Are you envious because I am generous? Therefore, the last will be first and the first will be last. “(Matthew 20: 15-16)
In this parable, Jesus describes a landowner who pays the same daily wages to his workers, no matter how long they actually worked for the landowner. Some workers on the parable started at nine o’clock, while others started at five. Still, the landlord was generous enough to each worker to give them the agreed terms of a daily wage.
But instead of viewing the landlord as generous, those who started their work earlier in the day were envious of the workers who started later. After all, why would it make sense for a person who worked longer to be rewarded the same amount as someone who worked less? In the modern world, this is almost unheard of. Someone with a part-time job will not receive the same compensation as someone with a full-time job, whether they work on farms, in large companies, even for their local McDonald’s.
Therefore, at first glance, it is understandable that many people are perplexed by this teaching of Jesus. It may even seem counterintuitive to justice and fairness for an individual to give more to someone who did less work. But as the Lord says: “My thoughts are not your thoughts, neither are your ways my ways” (Isaiah 55: 8).
From the parable, it is clear that Jesus similarly describes himself as the landlord, giving generously to those who carry out his work in the world. The workers are those who voluntarily enter into this relationship with God. And no matter when we finally convert or make this resolution to serve and do the Lord’s work, we still receive the generous reward of eternal life with Him in Heaven.
So how can we use character strengths and virtues to understand the Lord’s ways and not our own? Well, instead of focusing on each of the workers themselves, it is important to focus on who the Lord himself is. This, in turn, helps us understand and cultivate their virtues of humanity Y transcendence through the character virtues of spirituality, love, hope, amiability, sorry Y gratitude. Regardless of when we begin to serve the Lord in our lives, the Lord continually invites us to spiritual relationship with him, ultimately to love us and give meaning to our lives. It also gives us hope for eternal life, provided we follow Him and His commandments. And while doing all this, he never retains any of his amiability or sorry to anyone who asks. This is true for anyone, regardless of the extent to which they have sinned or continue to fight. Ultimately, this is more than any of us can ask for. Therefore, we should be grateful for this reward that we do not deserve, and we do not envy others who also receive the same reward.

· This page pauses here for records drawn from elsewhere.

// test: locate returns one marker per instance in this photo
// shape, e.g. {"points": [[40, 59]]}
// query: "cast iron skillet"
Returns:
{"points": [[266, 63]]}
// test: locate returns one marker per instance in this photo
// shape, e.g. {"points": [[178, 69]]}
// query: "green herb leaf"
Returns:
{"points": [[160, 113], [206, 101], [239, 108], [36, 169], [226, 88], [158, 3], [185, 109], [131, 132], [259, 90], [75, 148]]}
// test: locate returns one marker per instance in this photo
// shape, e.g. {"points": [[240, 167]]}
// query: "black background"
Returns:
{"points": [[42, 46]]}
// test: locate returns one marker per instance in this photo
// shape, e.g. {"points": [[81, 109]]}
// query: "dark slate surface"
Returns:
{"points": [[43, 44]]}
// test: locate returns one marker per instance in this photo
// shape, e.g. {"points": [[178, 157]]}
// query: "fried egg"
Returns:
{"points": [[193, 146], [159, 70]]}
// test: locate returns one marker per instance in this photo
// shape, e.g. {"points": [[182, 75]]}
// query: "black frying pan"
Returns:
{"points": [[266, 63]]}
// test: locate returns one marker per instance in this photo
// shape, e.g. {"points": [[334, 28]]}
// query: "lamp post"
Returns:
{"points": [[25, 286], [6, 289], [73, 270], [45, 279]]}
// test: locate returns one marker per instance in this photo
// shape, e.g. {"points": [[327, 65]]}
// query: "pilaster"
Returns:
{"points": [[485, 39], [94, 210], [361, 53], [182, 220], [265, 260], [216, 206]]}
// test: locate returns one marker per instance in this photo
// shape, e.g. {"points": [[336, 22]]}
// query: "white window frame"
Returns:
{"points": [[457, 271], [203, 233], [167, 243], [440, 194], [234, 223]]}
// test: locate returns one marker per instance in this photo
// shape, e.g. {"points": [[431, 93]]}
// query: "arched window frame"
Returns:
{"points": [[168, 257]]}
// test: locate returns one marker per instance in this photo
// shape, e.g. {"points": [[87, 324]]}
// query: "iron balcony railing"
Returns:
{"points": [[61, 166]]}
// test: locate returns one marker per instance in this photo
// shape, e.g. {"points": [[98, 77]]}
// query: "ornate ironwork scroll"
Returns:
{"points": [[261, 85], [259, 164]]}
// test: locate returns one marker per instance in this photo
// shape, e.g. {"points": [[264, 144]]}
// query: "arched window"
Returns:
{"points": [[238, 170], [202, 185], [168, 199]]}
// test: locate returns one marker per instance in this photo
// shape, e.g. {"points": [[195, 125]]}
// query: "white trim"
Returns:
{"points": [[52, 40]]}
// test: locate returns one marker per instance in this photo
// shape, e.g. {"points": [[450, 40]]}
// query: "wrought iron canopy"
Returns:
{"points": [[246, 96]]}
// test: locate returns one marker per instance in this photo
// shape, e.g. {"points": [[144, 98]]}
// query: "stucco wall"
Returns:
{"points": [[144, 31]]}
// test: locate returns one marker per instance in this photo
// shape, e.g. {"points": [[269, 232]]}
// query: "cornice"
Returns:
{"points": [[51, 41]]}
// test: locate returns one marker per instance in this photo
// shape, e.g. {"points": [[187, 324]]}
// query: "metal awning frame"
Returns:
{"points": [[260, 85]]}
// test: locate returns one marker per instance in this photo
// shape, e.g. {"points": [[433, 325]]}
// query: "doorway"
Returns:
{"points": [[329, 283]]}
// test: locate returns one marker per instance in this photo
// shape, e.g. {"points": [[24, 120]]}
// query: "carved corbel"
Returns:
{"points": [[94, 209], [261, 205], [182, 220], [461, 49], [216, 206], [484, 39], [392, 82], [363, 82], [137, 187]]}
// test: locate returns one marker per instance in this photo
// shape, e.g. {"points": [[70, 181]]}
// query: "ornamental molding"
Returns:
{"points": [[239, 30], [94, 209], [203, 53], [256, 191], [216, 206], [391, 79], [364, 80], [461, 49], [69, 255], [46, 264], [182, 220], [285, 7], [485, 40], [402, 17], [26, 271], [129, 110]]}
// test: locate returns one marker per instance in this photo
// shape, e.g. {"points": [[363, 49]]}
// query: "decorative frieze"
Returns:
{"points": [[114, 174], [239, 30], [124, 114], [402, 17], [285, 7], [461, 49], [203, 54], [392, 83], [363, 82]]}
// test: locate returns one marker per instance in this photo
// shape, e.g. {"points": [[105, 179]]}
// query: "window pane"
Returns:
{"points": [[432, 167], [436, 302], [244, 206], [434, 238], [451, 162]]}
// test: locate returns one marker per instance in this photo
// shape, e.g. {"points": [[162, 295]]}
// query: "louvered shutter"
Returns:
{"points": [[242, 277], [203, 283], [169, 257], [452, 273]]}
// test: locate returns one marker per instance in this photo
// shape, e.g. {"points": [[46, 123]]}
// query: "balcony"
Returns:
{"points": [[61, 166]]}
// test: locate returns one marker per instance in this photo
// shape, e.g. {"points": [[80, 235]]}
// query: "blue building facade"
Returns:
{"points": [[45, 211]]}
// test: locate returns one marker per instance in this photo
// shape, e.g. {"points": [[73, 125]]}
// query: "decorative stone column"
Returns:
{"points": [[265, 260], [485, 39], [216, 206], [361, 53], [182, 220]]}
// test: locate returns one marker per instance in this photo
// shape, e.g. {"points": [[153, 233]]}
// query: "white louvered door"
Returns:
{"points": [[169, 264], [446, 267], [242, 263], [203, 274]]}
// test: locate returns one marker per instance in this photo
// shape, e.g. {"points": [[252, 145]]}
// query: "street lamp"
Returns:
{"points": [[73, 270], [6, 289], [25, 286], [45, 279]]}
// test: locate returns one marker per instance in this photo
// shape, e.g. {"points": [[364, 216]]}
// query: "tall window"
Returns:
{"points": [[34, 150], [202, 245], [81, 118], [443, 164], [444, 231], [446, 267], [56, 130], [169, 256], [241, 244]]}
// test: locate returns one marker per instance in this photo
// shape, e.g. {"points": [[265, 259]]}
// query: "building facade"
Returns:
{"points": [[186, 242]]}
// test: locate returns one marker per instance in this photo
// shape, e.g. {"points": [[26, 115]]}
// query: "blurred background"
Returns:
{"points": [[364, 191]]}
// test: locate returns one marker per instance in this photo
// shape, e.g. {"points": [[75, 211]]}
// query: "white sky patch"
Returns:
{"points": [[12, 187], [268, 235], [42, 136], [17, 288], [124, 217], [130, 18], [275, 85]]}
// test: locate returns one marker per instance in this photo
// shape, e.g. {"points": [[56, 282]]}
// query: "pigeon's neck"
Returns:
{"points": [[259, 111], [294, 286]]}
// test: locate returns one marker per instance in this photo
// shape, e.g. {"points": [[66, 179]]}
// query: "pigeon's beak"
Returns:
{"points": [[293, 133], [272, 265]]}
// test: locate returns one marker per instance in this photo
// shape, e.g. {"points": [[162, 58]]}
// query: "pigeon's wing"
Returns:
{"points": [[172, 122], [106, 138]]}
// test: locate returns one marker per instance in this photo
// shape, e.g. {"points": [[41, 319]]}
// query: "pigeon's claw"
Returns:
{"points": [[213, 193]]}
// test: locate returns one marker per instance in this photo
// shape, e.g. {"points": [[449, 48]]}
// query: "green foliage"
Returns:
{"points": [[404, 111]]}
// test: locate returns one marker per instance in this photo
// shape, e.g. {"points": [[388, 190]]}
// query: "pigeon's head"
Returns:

At first glance, this is understandably one of the most difficult teachings of Jesus to understand. But hopefully with the use of character strengths and virtues in positive psychology, their meaning and instructive value can be more easily understood. If this was helpful to you (or even if it wasn’t) please let me know in the comments. I hope to hear what any of you have to say. As always, I hope you are doing well and God bless you.